What am I doing wrong? How can I account for the fact that empty sets are elements in $A_n$ and $B_n$ for all $n$ in my generating functions?
If there was only one error in your solutions, it would be easy to spot, but there are actually two issues compounding one another that make it hard to find the mistake in your solution.
I will start by addressing the $b_n$ case. Your approach misses the empty subset, which obviously has no consecutive elements, however, this alone is not enough to fix the answer.
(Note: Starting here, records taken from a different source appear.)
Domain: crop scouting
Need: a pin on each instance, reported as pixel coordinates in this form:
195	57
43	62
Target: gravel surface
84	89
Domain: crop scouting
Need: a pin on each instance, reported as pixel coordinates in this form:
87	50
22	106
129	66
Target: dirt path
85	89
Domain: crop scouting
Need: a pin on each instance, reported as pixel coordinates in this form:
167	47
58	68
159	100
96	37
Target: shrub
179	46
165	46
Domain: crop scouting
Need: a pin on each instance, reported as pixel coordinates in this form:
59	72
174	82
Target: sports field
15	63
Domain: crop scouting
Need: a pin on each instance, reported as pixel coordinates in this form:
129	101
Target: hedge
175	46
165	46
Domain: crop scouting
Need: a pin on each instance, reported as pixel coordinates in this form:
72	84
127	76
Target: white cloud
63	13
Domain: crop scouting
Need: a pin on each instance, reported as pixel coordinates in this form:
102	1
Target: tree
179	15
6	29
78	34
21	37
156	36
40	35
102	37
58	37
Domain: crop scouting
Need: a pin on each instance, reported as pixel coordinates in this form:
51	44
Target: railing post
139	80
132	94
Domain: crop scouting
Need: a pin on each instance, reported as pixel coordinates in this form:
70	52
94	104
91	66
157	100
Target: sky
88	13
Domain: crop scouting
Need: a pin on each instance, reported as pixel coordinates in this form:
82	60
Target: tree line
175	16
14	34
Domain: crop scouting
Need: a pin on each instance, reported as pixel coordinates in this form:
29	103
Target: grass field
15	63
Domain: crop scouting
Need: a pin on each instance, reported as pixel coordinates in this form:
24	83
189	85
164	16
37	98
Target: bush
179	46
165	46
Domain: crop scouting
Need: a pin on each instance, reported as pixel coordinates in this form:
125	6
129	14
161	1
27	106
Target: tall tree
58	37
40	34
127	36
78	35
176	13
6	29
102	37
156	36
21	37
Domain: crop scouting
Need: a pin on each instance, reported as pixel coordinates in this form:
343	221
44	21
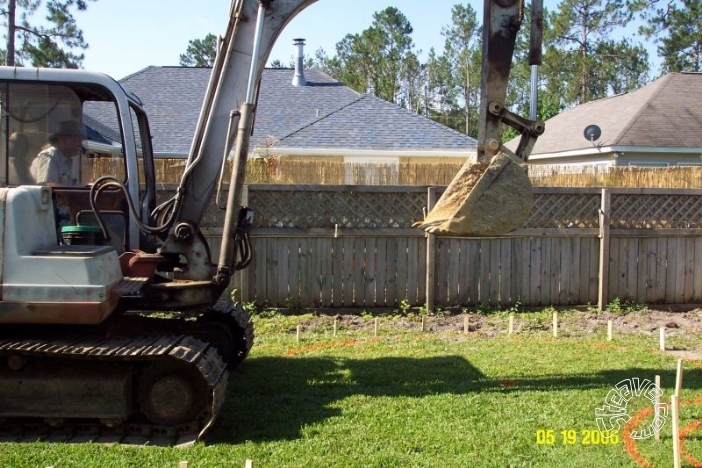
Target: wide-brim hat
67	128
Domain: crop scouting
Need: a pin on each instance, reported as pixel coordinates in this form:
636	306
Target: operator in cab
54	165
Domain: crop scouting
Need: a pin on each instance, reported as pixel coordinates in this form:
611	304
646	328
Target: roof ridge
138	72
664	81
309	124
424	117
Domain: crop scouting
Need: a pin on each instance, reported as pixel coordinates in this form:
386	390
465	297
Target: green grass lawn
408	398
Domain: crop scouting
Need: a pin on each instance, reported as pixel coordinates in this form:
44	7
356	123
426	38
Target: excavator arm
493	196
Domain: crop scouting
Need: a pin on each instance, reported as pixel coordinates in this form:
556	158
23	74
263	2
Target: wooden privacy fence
353	246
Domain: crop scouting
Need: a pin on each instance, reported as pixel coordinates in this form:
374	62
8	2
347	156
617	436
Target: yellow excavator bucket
483	200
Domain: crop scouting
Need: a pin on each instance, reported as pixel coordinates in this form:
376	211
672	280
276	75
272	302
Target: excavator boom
85	264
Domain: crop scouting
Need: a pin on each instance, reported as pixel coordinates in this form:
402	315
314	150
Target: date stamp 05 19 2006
576	437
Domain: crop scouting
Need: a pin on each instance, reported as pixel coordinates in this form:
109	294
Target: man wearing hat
54	165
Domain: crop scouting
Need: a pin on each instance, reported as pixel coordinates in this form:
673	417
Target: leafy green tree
583	47
676	27
462	51
200	52
50	42
374	59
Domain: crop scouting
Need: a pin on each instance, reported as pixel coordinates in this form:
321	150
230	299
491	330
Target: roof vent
299	78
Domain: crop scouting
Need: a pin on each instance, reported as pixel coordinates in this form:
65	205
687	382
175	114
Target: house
658	125
319	119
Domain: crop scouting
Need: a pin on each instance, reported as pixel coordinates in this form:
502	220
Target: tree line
592	49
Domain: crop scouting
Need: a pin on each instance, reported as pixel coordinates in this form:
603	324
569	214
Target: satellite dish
592	133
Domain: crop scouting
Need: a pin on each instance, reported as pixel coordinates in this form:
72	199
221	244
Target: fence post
431	255
246	272
602	288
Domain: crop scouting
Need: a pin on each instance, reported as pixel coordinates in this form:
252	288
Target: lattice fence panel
650	211
325	209
564	210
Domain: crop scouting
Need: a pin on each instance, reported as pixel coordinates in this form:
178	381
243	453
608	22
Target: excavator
115	321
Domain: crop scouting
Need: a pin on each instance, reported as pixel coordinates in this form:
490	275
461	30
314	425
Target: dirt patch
572	323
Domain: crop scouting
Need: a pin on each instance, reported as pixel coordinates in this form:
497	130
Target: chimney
299	78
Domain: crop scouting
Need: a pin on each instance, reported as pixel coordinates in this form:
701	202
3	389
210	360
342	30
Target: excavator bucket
493	196
483	200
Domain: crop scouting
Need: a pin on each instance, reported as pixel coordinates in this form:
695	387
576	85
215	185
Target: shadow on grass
273	398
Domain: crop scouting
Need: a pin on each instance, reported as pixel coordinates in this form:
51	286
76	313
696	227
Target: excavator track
161	390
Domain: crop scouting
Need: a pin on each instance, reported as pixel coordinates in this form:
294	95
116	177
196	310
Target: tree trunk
10	59
467	94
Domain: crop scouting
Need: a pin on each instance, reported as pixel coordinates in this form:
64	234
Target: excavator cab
65	134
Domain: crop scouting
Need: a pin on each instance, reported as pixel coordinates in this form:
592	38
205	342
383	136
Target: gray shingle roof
324	114
665	113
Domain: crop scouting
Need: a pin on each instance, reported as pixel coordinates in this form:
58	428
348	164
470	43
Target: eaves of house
663	118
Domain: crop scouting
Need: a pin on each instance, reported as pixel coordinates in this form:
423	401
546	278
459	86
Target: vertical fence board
360	266
369	299
633	278
645	274
670	266
661	263
261	295
536	278
505	269
656	292
421	246
613	271
282	274
454	272
526	278
555	270
349	274
295	287
516	270
567	264
402	279
337	273
689	268
494	262
415	277
697	272
325	251
393	258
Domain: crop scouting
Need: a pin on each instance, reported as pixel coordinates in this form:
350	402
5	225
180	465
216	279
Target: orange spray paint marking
318	346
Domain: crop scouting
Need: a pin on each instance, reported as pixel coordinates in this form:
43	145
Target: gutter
366	153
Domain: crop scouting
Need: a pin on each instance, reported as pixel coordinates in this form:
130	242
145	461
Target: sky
126	36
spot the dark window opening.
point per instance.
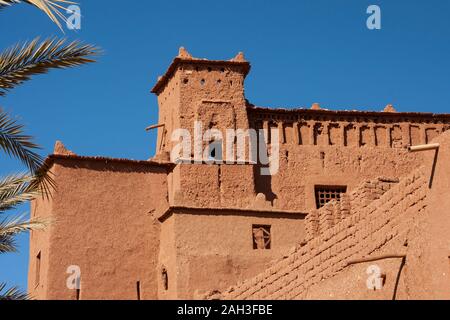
(165, 279)
(38, 269)
(262, 239)
(325, 194)
(138, 290)
(215, 151)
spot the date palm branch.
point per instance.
(20, 62)
(50, 7)
(9, 228)
(13, 294)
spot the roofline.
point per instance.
(251, 107)
(53, 157)
(178, 60)
(229, 210)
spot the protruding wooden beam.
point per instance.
(425, 147)
(156, 126)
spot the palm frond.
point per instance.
(16, 190)
(9, 228)
(13, 293)
(20, 62)
(14, 143)
(51, 7)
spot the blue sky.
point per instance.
(301, 52)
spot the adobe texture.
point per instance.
(347, 189)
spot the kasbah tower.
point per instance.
(356, 191)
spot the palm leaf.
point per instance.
(16, 190)
(14, 143)
(13, 293)
(20, 62)
(50, 7)
(9, 228)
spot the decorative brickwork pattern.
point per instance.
(343, 234)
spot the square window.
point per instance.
(261, 237)
(325, 194)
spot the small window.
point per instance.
(38, 269)
(261, 237)
(165, 279)
(215, 151)
(138, 290)
(325, 194)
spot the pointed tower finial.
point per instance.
(183, 53)
(315, 106)
(389, 108)
(239, 58)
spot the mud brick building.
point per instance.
(348, 194)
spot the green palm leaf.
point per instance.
(14, 143)
(16, 190)
(9, 228)
(20, 62)
(50, 7)
(12, 293)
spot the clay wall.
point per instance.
(103, 223)
(380, 228)
(214, 248)
(332, 148)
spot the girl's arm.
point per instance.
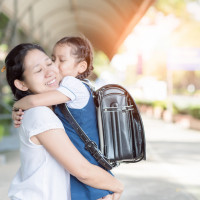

Adding 1 to our generating function to account for the empty set gives $\frac{1-x^2}{1-x-x^2}$. The second error is that your approach finds the number of these subsets with maximal element n, while actually we don't care what value the biggest element is exactly, just that the biggest element is less than or equal to n. To fix this, we multiply by $\frac{1}{1-x}$ to form a partial sum of the elements, which gives the correct generating function, $\frac{1+x}{1-x-x^2}$.
As for your $p_n$ case, it is almost identical. We add in the empty subset to get $\frac{1-x^2}{1-x-x^2}$, then make sure we just bound the maximal element instead of forcing it by making a partial sum by multiplying by $\frac{1}{1-x}$, and we get the correct generating function, $\frac{1+x}{1-x-x^2}$.